1789
Congress passes the Judiciary Act of 1789, establishing a strong federal court system with the powers it needs to ensure the supremacy of the Constitution and federal law. The new Supreme Court will have a chief justice and five associate justices.
1842
Branwell Bronte, the brother of the Bronte sisters and the model for Hindley Earnshaw in Emily's novel Wuthering Heights, dies of tuberculosis.
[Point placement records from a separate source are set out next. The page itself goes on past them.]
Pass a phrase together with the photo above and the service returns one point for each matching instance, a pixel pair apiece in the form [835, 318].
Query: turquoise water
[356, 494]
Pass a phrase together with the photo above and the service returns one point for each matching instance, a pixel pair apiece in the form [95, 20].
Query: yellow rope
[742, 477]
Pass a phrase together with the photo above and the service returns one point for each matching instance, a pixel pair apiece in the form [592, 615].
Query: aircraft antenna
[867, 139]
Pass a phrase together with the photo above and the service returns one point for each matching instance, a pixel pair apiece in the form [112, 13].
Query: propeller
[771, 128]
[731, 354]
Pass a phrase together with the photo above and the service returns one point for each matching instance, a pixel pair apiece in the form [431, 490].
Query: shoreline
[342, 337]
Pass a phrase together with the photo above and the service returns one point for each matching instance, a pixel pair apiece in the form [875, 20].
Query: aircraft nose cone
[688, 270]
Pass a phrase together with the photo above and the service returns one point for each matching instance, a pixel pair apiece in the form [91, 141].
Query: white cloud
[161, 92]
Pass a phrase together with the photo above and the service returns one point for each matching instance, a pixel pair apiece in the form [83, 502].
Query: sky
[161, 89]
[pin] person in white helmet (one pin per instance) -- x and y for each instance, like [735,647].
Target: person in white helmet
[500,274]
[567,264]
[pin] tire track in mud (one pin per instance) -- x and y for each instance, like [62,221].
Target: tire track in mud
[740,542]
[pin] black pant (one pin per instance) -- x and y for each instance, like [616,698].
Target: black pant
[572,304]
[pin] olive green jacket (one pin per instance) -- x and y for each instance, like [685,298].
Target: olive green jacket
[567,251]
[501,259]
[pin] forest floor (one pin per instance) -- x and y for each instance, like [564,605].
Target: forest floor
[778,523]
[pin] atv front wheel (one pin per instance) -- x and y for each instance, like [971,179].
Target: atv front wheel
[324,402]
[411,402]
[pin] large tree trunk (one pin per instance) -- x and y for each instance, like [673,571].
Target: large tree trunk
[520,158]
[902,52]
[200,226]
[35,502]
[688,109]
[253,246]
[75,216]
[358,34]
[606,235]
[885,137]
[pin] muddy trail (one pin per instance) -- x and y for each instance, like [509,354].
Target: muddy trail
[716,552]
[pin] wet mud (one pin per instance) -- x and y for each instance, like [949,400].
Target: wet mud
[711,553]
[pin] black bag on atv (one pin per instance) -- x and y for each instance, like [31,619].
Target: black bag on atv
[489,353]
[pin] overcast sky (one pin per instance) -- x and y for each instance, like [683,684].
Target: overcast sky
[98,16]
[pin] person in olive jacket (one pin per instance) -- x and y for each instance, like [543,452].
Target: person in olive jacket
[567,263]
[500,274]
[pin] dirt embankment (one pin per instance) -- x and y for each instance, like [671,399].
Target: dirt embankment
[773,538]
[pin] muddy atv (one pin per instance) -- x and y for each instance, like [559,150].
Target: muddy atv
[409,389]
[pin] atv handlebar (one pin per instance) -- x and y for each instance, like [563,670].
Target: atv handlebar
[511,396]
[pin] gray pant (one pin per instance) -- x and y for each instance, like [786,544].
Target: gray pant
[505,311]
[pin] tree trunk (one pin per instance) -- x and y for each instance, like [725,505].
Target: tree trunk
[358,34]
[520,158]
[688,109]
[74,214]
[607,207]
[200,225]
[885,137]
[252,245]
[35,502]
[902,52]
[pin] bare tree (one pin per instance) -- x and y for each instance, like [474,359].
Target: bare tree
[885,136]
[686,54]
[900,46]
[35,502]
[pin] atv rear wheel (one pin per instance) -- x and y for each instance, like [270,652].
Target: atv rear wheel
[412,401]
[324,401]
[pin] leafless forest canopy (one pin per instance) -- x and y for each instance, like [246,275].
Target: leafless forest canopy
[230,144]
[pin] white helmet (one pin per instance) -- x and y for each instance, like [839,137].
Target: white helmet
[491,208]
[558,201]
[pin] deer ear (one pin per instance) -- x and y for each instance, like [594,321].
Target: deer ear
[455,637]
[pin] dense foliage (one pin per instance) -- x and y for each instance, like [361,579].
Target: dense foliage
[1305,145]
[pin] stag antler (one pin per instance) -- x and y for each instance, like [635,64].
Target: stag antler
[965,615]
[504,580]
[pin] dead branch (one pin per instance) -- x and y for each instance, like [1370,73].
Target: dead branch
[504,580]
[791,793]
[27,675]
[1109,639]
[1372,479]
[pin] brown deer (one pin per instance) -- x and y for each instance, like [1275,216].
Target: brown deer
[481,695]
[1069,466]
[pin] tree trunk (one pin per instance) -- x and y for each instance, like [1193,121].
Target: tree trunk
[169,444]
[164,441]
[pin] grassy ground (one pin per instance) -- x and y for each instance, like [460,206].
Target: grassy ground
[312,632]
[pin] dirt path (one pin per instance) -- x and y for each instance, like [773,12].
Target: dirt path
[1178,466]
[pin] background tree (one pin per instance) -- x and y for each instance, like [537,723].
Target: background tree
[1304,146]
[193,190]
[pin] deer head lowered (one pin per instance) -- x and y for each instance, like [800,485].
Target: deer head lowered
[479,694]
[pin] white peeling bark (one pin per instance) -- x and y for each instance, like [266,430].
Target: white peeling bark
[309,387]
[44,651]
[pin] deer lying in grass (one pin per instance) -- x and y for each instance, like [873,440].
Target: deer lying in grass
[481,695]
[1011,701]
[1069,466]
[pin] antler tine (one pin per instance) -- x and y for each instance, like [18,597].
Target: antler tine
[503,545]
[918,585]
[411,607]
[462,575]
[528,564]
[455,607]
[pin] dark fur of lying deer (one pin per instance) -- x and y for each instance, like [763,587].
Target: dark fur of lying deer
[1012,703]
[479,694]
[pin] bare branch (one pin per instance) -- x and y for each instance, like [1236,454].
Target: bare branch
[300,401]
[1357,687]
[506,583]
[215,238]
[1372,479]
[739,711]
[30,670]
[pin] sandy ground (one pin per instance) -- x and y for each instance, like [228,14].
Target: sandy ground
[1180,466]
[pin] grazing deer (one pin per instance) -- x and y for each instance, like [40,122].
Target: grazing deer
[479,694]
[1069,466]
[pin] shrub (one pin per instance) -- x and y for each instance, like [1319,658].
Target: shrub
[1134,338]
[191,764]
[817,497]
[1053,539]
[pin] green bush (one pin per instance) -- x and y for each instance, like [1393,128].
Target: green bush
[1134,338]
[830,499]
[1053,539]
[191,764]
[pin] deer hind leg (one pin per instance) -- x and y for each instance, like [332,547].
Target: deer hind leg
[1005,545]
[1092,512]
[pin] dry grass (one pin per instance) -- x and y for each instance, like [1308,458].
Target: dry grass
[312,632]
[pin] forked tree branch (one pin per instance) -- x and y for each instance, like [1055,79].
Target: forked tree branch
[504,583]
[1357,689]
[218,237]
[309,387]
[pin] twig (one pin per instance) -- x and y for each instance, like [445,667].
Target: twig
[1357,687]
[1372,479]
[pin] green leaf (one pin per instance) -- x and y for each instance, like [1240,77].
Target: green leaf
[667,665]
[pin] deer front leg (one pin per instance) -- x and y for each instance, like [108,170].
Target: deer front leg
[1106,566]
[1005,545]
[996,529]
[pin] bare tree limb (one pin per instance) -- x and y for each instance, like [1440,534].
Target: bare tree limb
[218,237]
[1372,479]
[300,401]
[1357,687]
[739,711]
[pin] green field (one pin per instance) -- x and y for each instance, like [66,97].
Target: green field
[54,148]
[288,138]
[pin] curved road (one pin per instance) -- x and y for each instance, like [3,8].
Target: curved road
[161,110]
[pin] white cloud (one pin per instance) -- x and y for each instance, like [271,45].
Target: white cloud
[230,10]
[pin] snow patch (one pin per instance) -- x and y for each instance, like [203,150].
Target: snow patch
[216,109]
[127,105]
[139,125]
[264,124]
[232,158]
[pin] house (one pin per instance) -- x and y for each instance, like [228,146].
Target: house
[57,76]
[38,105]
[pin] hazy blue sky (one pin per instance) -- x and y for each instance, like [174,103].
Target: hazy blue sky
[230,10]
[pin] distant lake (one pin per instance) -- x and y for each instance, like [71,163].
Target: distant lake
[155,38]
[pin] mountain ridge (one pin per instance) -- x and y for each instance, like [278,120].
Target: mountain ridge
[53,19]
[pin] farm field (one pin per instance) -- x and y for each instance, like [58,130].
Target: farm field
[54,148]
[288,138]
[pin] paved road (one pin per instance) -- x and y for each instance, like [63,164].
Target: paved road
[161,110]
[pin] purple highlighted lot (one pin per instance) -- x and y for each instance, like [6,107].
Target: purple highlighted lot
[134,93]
Emily and Anne die the same year.
1862
President Abraham Lincoln suspends the writ of habeas corpus against anyone suspected of being a Southern sympathizer.
1930
Noel Coward's comedy Private Lives opens in London starring Gertrude Lawrence and Coward himself.
1957
President Dwight D. Eisenhower sends federal troops into Little Rock, Arkansas, to protect nine black students entering its newly integrated high school.
1962
The University of Mississippi agrees to admit James Meredith as the first black university student, sparking more rioting.
1969
The "Chicago Eight," charged with conspiracy and crossing state lines with the intent to incite a riot, go on trial for their part in the mayhem during the 1968 Democratic Party National Convention in the "Windy City."
1979
CompuServe (CIS) offers one of the first online services to consumers; it will dominate among Internet service providers for consumers through the mid-1990s.
1996
Comprehensive Nuclear-Test-Ban Treaty signed by representatives of 71 nations at the UN; at present, five key nations have signed but not ratified it and three others have not signed.
2005
Hurricane Rita, the 4th-most intense Atlantic hurricane ever recorded, comes ashore in Texas causing extensive damage there and in Louisiana, which had devastated by Hurricane Katrina less than a month earlier.